Prime Conditions Lead to Prime Specimen
This article was first published on 21 Nov 2012.
One of the key projects in the Rhododendron Dell in spring last year was the renovation of the Peony Border at the south end of the Cherry Walk. Straggly old witch hazels were removed, the border widened, a new selection of herbaceous perennials planted and some of the peonies rearranged.
Amongst the peonies was a small, self sown specimen of Paeonia delavayi which had appeared at the back of the border under the shade of Magnolia doltsopa. At that stage it was little more than a cluster of stems about 50cm tall with a few leaves attached. Now, having been shifted to the front of the border, with more light, better soil and improved drainage, it has at least doubled in size.
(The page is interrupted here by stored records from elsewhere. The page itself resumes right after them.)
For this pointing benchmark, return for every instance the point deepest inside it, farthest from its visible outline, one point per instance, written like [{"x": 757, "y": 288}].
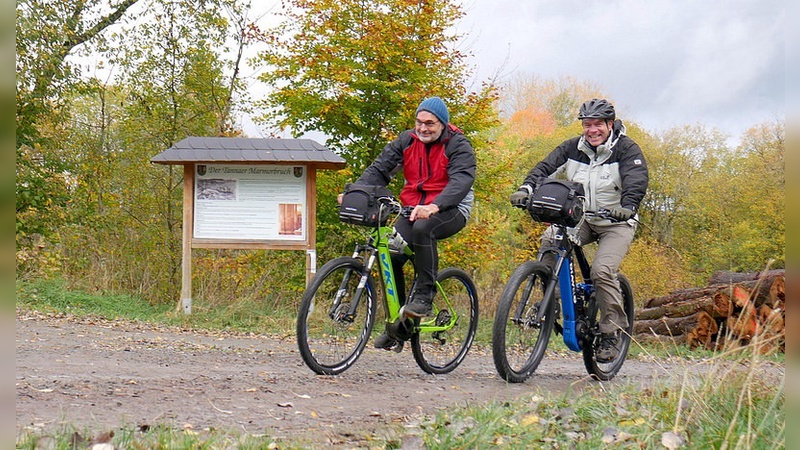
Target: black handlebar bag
[
  {"x": 360, "y": 205},
  {"x": 557, "y": 201}
]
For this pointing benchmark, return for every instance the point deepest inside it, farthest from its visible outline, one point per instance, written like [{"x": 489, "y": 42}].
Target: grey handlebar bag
[
  {"x": 557, "y": 201},
  {"x": 360, "y": 205}
]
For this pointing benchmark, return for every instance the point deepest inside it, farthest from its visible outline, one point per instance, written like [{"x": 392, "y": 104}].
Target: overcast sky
[{"x": 663, "y": 63}]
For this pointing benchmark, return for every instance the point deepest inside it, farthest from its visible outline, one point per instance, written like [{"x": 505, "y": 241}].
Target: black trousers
[{"x": 422, "y": 235}]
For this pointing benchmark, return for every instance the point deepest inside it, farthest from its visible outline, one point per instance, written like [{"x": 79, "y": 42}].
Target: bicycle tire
[
  {"x": 329, "y": 340},
  {"x": 441, "y": 352},
  {"x": 518, "y": 346},
  {"x": 607, "y": 371}
]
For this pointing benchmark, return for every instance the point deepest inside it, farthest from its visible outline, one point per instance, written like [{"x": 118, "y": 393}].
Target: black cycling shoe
[
  {"x": 417, "y": 309},
  {"x": 385, "y": 342},
  {"x": 418, "y": 305},
  {"x": 608, "y": 349}
]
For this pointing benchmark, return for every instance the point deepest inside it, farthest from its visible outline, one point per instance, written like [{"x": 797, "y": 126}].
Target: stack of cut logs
[{"x": 734, "y": 309}]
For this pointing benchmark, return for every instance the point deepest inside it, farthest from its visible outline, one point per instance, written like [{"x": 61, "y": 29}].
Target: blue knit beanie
[{"x": 435, "y": 106}]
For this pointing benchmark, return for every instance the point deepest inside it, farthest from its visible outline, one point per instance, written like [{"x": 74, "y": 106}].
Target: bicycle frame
[
  {"x": 377, "y": 248},
  {"x": 573, "y": 294}
]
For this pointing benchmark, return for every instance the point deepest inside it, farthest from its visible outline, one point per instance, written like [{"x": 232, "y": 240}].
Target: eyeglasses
[{"x": 428, "y": 124}]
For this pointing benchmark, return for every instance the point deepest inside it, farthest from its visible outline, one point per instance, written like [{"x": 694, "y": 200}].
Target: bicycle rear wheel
[
  {"x": 518, "y": 341},
  {"x": 331, "y": 332},
  {"x": 455, "y": 308},
  {"x": 607, "y": 371}
]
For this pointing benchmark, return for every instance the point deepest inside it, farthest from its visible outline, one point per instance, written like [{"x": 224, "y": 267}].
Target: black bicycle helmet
[{"x": 597, "y": 108}]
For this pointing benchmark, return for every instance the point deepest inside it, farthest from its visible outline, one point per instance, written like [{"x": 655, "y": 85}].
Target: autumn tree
[
  {"x": 47, "y": 33},
  {"x": 356, "y": 71}
]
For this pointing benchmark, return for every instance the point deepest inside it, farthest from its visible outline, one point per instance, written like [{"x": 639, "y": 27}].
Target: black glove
[
  {"x": 620, "y": 214},
  {"x": 519, "y": 199}
]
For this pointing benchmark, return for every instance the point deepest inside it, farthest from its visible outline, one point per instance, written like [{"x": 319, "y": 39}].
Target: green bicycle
[{"x": 338, "y": 309}]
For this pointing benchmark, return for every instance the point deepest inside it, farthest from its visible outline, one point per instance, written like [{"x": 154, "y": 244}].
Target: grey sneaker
[
  {"x": 608, "y": 348},
  {"x": 384, "y": 342}
]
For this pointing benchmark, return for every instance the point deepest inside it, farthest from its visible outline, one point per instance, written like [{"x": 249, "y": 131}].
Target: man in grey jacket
[{"x": 613, "y": 171}]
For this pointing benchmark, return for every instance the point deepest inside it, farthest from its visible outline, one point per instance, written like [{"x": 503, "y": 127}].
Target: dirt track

Peonies thrive in any moist fertile soil whether acid or alkaline, but good drainage is important, particularly for the shrubby types like P. delavayi. The dramatic increase in size shows just how well struggling peonies can respond to improved soil conditions. Now that it is growing happily, it will mature into a wide spreading shrub up to about 1.6m tall, but if necessary, can be pruned hard to control any intrusion on neighbouring plants.
Not only has the Peony Border specimen increased in size, but it has also begun flowering quite freely. Compared to other shrubby peonies, P. delavayi has relatively small flowers, but they are a deep red, which along with the smoky coloured new foliage, look like hot coals and for me make this peony the one to plant.
Doug Thomson is curator of the Rhododendron Dell at Dunedin Botanic Garden.